Other lines of evidence supporting these findings
The knowledge that the Soviets possessed regarding the effects of mega-dosing BCAAs may have translates to other uses, most notably, their domination of the summer Olympic games following WWII. The Olympics were suspended in 1940 and 1944 due to the war, and the Soviet Union didn’t compete in the 1948 games. However, from 1952-2000 (with the exception of 1984 when the Soviet Union boycotted the Los Angeles games), the Soviet Union/Russia have either placed 1st (1956, 1960, 1972, 1976, 1980, 1984, 1988 & 1992) or 2nd (1952, 1964, 1968, 1996 & 2000) in the medal table; that includes topping the medals table in six consecutive games!

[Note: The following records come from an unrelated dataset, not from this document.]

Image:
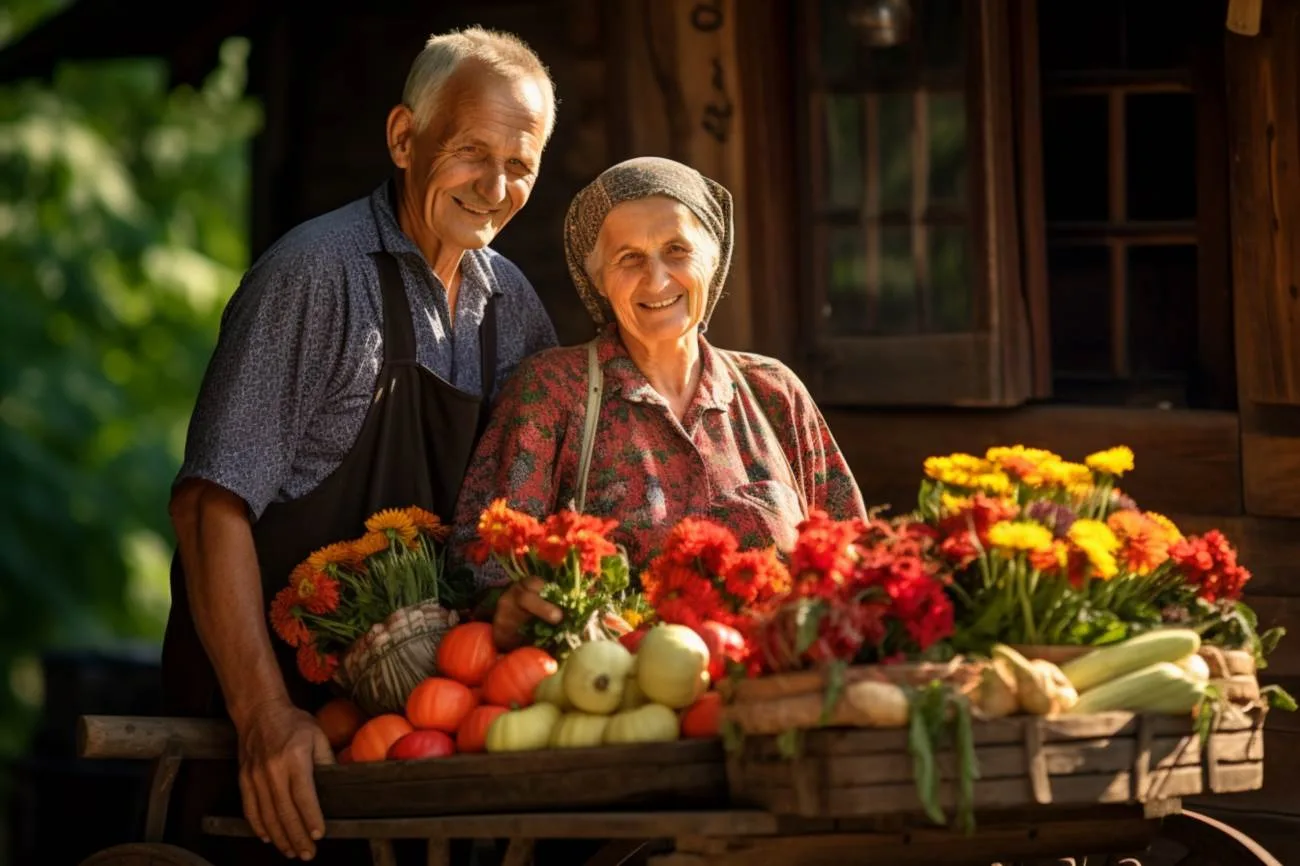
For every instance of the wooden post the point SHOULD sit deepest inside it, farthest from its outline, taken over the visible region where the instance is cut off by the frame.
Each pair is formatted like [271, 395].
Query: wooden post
[1262, 90]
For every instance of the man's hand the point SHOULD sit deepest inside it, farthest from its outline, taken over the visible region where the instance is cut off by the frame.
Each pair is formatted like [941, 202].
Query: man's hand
[518, 605]
[278, 748]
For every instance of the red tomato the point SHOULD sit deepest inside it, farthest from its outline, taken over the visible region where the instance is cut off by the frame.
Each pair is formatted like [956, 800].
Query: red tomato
[421, 744]
[724, 642]
[703, 718]
[632, 640]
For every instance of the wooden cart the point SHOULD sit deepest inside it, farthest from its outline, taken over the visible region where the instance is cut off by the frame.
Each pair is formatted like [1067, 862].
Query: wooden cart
[644, 826]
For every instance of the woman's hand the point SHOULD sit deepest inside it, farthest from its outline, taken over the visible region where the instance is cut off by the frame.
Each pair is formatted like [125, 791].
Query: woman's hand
[518, 605]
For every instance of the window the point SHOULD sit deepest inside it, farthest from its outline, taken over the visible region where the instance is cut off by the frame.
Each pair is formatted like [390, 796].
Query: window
[1138, 278]
[914, 207]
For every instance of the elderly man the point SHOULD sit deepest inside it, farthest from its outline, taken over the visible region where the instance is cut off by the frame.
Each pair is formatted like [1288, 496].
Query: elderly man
[291, 444]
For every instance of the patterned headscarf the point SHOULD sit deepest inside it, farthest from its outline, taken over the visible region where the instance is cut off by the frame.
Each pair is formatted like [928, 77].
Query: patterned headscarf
[641, 178]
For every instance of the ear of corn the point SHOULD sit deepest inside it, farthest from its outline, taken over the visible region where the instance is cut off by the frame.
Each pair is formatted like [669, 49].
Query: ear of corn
[1157, 688]
[1110, 662]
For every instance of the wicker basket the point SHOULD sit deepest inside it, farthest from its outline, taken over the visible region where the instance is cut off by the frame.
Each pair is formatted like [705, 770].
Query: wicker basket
[381, 669]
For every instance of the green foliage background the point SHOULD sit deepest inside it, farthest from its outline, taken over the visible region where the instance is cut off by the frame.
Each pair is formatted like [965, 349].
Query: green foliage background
[122, 233]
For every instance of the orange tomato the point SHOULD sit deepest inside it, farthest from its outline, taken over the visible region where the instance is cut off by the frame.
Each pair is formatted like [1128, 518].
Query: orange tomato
[467, 653]
[703, 718]
[376, 737]
[339, 719]
[473, 730]
[440, 704]
[515, 676]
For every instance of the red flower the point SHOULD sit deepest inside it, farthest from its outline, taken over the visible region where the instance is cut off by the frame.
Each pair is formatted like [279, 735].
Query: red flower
[567, 532]
[1209, 563]
[316, 666]
[506, 532]
[285, 620]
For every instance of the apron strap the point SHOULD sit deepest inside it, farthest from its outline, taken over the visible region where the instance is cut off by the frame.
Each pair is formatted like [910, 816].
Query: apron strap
[594, 389]
[488, 349]
[767, 425]
[398, 330]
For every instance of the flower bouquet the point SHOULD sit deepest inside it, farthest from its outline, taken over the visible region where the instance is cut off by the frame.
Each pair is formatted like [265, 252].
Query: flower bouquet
[584, 572]
[368, 614]
[1048, 551]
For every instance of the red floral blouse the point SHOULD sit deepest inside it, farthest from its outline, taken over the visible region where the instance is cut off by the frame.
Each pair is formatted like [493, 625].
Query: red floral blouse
[648, 470]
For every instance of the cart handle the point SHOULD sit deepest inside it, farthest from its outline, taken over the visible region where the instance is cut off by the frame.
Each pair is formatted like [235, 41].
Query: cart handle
[146, 737]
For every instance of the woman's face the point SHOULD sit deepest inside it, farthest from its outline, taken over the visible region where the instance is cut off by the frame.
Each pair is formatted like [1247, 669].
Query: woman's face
[654, 263]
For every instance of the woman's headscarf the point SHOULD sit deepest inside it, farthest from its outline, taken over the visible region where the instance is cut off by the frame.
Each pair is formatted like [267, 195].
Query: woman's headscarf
[641, 178]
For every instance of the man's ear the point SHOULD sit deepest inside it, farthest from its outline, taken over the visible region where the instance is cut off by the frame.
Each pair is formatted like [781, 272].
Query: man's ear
[401, 135]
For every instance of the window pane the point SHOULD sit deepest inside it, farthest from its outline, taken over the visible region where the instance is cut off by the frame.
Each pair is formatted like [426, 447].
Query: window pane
[948, 150]
[1079, 280]
[949, 280]
[900, 314]
[943, 27]
[893, 138]
[844, 151]
[1161, 147]
[1161, 310]
[846, 306]
[1074, 157]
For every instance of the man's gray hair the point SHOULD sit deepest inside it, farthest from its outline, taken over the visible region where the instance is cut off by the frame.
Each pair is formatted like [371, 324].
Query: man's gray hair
[502, 52]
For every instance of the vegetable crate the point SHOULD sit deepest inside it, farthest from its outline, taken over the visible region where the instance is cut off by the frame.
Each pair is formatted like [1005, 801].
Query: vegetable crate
[1101, 758]
[683, 774]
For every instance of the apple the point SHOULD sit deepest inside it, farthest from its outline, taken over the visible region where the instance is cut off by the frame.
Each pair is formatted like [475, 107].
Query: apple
[724, 644]
[421, 744]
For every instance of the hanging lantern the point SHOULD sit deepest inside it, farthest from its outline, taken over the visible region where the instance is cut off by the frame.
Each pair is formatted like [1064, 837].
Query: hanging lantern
[880, 24]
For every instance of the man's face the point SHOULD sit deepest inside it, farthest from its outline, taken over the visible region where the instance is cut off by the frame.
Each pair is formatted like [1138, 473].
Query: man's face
[473, 167]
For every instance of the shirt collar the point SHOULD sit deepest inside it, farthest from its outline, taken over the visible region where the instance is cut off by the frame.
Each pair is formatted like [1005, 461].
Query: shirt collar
[475, 273]
[623, 376]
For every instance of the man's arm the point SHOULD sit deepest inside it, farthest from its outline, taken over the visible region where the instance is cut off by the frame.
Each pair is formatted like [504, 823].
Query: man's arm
[278, 743]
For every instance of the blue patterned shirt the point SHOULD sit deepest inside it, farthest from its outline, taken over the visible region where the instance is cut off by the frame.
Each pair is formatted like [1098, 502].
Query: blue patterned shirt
[302, 343]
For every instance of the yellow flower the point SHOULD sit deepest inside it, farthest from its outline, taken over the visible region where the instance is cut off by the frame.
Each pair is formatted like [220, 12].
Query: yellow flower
[1066, 475]
[395, 523]
[1019, 535]
[1116, 460]
[967, 471]
[1099, 545]
[1166, 524]
[952, 503]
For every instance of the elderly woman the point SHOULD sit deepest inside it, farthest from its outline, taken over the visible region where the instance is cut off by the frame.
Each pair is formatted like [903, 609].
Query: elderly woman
[676, 427]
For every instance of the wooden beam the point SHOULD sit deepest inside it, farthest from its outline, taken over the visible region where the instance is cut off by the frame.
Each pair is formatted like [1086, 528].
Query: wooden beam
[1187, 460]
[1262, 76]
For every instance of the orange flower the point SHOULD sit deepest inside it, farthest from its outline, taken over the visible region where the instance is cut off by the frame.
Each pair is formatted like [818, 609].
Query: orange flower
[428, 523]
[394, 523]
[1143, 542]
[284, 618]
[339, 553]
[369, 544]
[507, 532]
[316, 590]
[316, 666]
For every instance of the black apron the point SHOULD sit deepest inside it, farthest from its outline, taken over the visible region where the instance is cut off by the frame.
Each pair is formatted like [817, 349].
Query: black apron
[412, 450]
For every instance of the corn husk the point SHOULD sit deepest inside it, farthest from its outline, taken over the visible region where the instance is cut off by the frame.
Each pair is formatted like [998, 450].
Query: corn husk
[382, 667]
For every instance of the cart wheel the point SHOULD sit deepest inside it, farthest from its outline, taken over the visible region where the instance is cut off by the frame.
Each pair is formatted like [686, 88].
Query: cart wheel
[144, 854]
[1192, 839]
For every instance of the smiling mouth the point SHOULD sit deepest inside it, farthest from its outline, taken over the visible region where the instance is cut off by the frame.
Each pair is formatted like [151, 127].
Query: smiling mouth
[479, 212]
[662, 304]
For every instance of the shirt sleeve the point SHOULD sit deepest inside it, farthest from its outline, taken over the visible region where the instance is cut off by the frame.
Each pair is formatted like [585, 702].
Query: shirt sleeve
[281, 337]
[827, 479]
[516, 459]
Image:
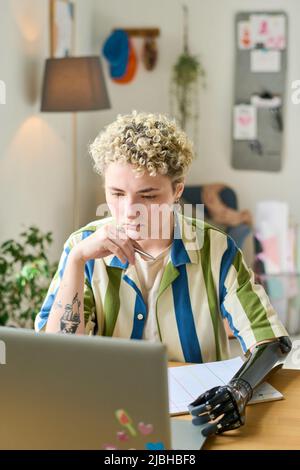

Though anabolic steroids certainly played a large part of their success, virtually every developed country would have had access to the same drugs, nullifying any potential advantage to be gained from them. As such, it may well have been the inside knowledge of the benefits of BCAAs that were responsible for their Olympic domination.
Further support comes in the form of BCAA supplements. The popularity of BCAAs as a supplement didn’t really being until the early 2000s, so by the time the Athens games were held in 2004 (when athletes from all countries were using them), Russia didn’t have the advantage of BCAA supplementation. So what happened in Athens? Well, Russia placed below 2nd for the first time in over half a century; this can hardly be written off as coincidence.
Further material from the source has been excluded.